Марсель Пруст - Памяти убитых церквей (сборник эссе)
[89]
Но считали и наоборот, что Рёскин разрушает науку, давая в ней слишком большой простор воображению. В самом деле, трудно не вспомнить о наивном финализме Бернардена де Сен-Пьера{81}, объявлявшего, что сам Господь наметил, как делить дыню на дольки, чтобы человеку удобнее было ее есть, когда читаешь страницы, вроде следующей: «Бог использовал в своем творении краски, чтобы расцветить все чистое и драгоценное, тогда как вещи полезные только в материальном отношении или просто вредные он облек в тусклые тона. Взгляните на грудку голубки и сравните ее с серой спиной гадюки. Крокодил — серый, а безобидная ящерица — великолепного зеленого цвета».
Одни говорили, что он отводит искусству роль вассала науки — поскольку он развивал теорию, рассматривавшую произведение искусства как набор сведений о природе вещей, и утверждал, что «какой-нибудь Тёрнер открыл нам больше нового о свойствах камней, чем когда-либо было и будет открыто любой Академией», а «Тинторетто достаточно пройтись кистью, чтобы обнаружилось множество истин об игре мускулатуры, опровергающих доктрины всех анатомов мира», — другие же говорили, что он принижает науку перед искусством.
Наконец, говорили, что он чистый эстетик и его единственная религия — это Красота, потому что он и в самом деле любил ее всю жизнь.
Но одновременно объявляли, что он даже не художник, так как вводит в свою оценку красоты соображения, возможно, более высокие, но, во всяком слу- [90] чае, для эстетики посторонние. В первой главе «Семи светочей архитектуры» он предлагает архитектору использовать материалы самые ценные и самые долговечные, обосновывая это жертвой Христа и постоянными условиями мессы, приятными Богу, — условиями, которые нет причин считать изменившимися, ибо Бог не давал нам недвусмысленно понять, что это так. А вот его аргументы в «Современных художниках», где он однозначно решает вопрос о том, кто же прав в споре между защитниками цвета и приверженцами светотени: «Взгляните на устройство природы и сравните в совокупности радугу, восходы солнца, розы, фиалки, бабочек, птиц, красных рыбок, рубины, опалы, кораллы — с аллигаторами, гиппопотамами, акулами, слизняками, скелетами, плесенью, туманом и массой вещей, которые разлагают, ранят, разрушают, и вы поймете тогда, как стоит вопрос в споре между колористами и сторонниками светотени: на чьей стороне природа и жизнь, на чьей — грех и смерть».
И поскольку о Рёскине высказывалось столько противоположных суждений, был сделан вывод, что он сам — фигура противоречивая.

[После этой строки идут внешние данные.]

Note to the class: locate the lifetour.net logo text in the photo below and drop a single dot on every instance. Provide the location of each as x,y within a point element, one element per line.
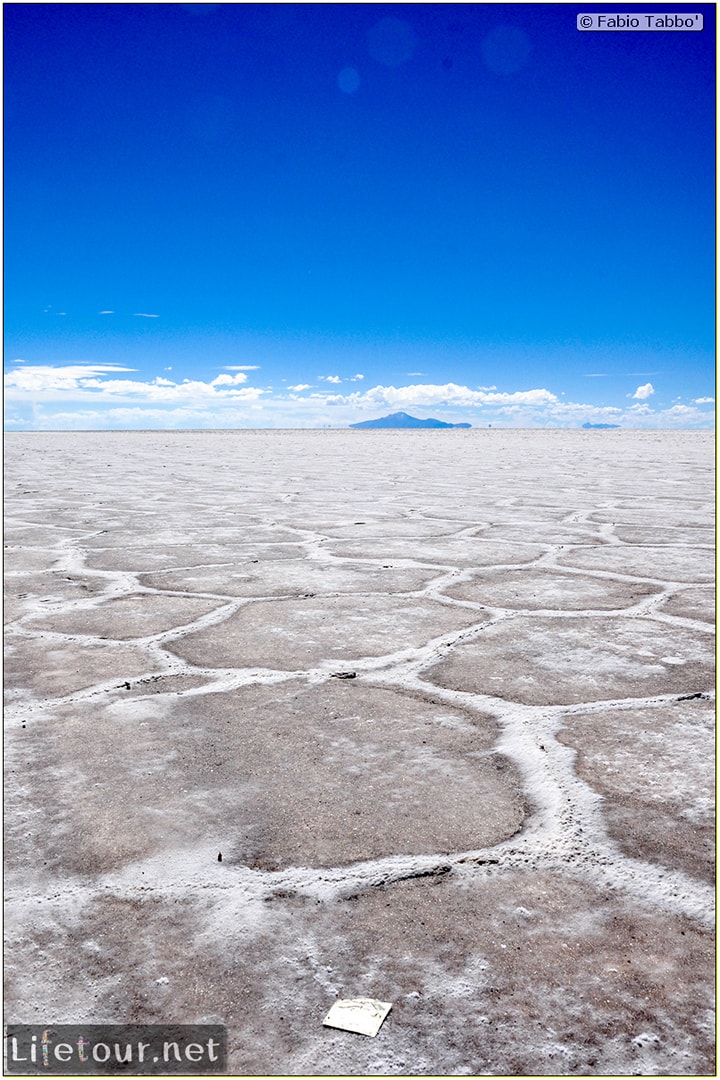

Из всех многочисленных образов Рёскина самый для нас знакомый — ибо этот его портрет, если можно так выразиться, является наиболее искусным и удачным, наиболее впечатляющим и распространенным[63], — это Рёскин — поклонник единственной религии, которую он знал в жизни, религии Красоты.
[91]
Что поклонение Красоте Рёскин и вправду пронес через всю жизнь — буквальная истина, но я считаю, что цель этой жизни, ее глубокое устремление, сокровенное и постоянное, были иными, и если я говорю об этом, то вовсе не затем, чтобы опровергнуть систему г-на де Ла Сизеранна, а для того, чтобы она не оказалась искажена в сознании читателей неправильным, хотя вполне закономерным и вроде бы неизбежным истолкованием.

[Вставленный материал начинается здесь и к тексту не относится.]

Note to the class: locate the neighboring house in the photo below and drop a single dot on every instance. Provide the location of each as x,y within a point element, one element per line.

Не говоря сейчас о том, что главной религией Рёскина была просто религия (я еще вернусь к этому вопросу, ибо он является определяющим для его эстетики), и придерживаясь пока концепции «религии Красоты», я должен оповестить наших современников о том, что они могут использовать эти слова применительно к Рёскину, только скорректировав тот смысл, который они в своем эстетическом дилетантстве склонны им придавать. Для определенного поколения дилетантов и эстетов, действительно, поклонник Красоты — это человек, не исповедующий никакой иной веры, кроме веры в Красоту, не признающий никакого иного бога и проводящий жизнь в сладострастном наслаждении созерцанием произведений искусства.
[92]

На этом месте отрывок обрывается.